В то же время привлекает внимание и другое. Как-то, в середине семидесятых годов, пианист сыграл на одном из своих вечеров ряд произведений Баха. Сыграл на редкость удачно: Увлек аудиторию, повел ее за собой; музыка Баха в его исполнении произвела по-настоящему глубокое и сильное впечатление. Возможно, в этот вечер некоторым из слушателей подумалось: а что, если дело не только в волнении, нервах, милостях сценической фортуны? Может быть, еще и в том, что пианист интерпретировал своего автора? Ранее отмечалось, Наседкин хорош в бетховенской музыке, в звукосозерцаниях Шуберта, в эпике Брамса. Бах с его философичностью, углубленными музыкальными раздумьями не менее близок артисту. Здесь ему проще найти верный тон на эстраде: «эмоционально раскрепоститься, вызвать себя на откровенность...»

Созвучно художественной индивидуальности Наседкина также творчество Шумана; не представляют затруднений в исполнительской практике произведения Чайковского. Естественно и просто артисту в рахманиновском репертуаре; он много и с успехом играет этого автора — его фортепианные транскрипции (Вокализ, «Сирень», «Маргаритки»), прелюдии, обе тетради этюдов-картин. Следует отметить, что с середины восьмидесятых годов к Наседкину пришло горячее и стойкое увлечение Скрябиным: редкое выступление пианиста в сезонах последних лет проходило без того, чтобы на нем не прозвучала скрябинская музыка. Критика восхищалась в этой связи ее пленительной ясностью и чистотой в передаче Наседкина, ее внутренней просветленностью и — как это всегда бывает у артиста — логичной выстроенностью целого.

Окидывая взглядом перечень интерпретаторских удач Наседкина, нельзя не назвать и такие вещи, как си-минорная соната Листа, «Бергамасская сюита» Дебюсси, «Игра воды» Равеля, Первая соната Глазунова, «Картинки с выставки» Мусоргского. Можно предположить, наконец, зная манеру пианиста (это нетрудно сделать), что он попал бы в близкие ему звуковые миры, взявшись сыграть сюиты и фуги Генделя, музыку Франка, Регера...

Особо должны быть выделены интерпретации Наседкиным современных произведений. Тут его сфера, не случайно он одержал верх в свое время на состязании «Музыка XX века». Его сфера — и потому, что он артист живой творческой любознательности, далеко идущих художественных интересов,— артист, любящий новации, разбирающийся в них; и потому, наконец, что он сам увлекается композицией.
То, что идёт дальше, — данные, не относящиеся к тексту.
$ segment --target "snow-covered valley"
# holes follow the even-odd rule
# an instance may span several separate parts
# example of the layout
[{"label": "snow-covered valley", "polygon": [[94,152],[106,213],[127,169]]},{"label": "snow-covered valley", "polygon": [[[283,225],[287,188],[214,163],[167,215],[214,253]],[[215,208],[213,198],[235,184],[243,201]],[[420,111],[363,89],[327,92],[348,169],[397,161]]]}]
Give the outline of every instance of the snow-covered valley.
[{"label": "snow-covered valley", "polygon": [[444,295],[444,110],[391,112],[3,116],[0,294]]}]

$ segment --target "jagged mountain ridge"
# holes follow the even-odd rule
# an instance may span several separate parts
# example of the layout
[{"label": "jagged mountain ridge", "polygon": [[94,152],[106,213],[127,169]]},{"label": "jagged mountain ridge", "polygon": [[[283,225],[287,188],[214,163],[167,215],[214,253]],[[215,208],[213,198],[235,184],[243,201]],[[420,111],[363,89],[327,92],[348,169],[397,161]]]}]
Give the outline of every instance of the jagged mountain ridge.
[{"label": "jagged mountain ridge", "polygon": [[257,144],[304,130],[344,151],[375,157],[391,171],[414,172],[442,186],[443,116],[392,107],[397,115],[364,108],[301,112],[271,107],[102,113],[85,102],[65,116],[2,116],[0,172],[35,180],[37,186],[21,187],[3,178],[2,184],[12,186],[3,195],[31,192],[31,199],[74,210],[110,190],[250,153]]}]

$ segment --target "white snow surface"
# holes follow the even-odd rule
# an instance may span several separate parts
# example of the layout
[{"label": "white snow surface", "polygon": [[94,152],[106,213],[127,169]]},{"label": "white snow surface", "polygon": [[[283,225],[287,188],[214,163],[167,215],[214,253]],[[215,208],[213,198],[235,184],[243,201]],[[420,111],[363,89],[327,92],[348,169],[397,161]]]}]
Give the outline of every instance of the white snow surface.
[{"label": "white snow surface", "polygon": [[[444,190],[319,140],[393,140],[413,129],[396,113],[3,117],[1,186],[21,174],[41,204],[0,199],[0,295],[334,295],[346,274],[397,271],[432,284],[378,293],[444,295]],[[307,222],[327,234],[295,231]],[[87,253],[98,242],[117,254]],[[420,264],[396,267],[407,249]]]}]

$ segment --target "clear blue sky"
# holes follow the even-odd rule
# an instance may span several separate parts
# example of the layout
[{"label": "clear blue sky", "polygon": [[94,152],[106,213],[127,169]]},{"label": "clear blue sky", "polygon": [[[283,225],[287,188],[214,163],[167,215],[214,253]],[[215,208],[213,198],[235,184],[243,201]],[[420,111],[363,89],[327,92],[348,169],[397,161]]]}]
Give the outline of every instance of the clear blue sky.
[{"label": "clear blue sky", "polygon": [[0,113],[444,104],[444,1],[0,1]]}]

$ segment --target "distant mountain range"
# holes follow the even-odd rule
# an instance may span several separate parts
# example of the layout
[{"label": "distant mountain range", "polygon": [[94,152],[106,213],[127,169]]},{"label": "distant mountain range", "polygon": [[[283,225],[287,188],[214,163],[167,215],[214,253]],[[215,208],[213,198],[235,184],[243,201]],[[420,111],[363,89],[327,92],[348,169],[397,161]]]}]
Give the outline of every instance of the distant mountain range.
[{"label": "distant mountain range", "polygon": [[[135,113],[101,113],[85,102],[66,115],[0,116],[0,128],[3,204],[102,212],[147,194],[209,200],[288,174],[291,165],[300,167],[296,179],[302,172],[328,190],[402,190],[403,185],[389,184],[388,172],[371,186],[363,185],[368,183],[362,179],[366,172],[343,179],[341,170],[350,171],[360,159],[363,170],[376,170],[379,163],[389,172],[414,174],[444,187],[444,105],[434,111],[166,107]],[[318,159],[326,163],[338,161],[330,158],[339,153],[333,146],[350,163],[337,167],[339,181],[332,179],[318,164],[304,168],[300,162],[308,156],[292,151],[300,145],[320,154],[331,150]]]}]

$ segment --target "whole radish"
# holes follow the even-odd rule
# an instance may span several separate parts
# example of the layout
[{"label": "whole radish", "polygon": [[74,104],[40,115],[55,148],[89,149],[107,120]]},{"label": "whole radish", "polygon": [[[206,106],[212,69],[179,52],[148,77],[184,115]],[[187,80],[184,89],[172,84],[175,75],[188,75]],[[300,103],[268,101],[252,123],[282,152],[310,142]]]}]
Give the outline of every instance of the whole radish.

Сочинение вообще многое дает Наседкину. Прежде всего — возможность взглянуть на музыку «изнутри», глазами того, кто ее создает. Оно позволяет ему проникнуть в тайны формообразования, структурирования звукового материала — оттого-то, надо полагать, его исполнительские концепции всегда так четко организованы, выверены, внутренне упорядочены. Г. Г. Нейгауз, всячески поощрявший влечение своего ученика к творчеству, писал: «...Занимающийся композицией куда лучше разбирается во всем «музыкальном хозяйстве» и поэтому лучше играет, чем только исполнитель» (Нейгауз Г. Г. Размышления, воспоминания, дневники. С. 121.). Однако, помимо ориентации в «музыкальном хозяйстве», композиция дарит Наседкину еще одно свойство: способность мыслить в искусстве современными категориями.

В репертуаре пианиста сочинения Рихарда Штрауса, Стравинского, Бриттена, Берга, Прокофьева, Шостаковича. Он, далее, пропагандирует музыку композиторов, с которыми находится в давнем творческом содружестве,— Ракова (он был первым исполнителем его Второй сонаты), Овчинникова («Метаморфозы»), Тищенко, некоторых других. И к кому бы из музыкантов новейших времен ни обращался Наседкин-интерпретатор, с какими бы ни сталкивался сложностями — конструктивными или художественно-образными,— он всегда проникает в самую суть музыки: «до оснований, до корней, до сердцевины», говоря известными словами Б. Пастернака. Во многом — благодаря собственному и высокоразвитому композиторскому навыку.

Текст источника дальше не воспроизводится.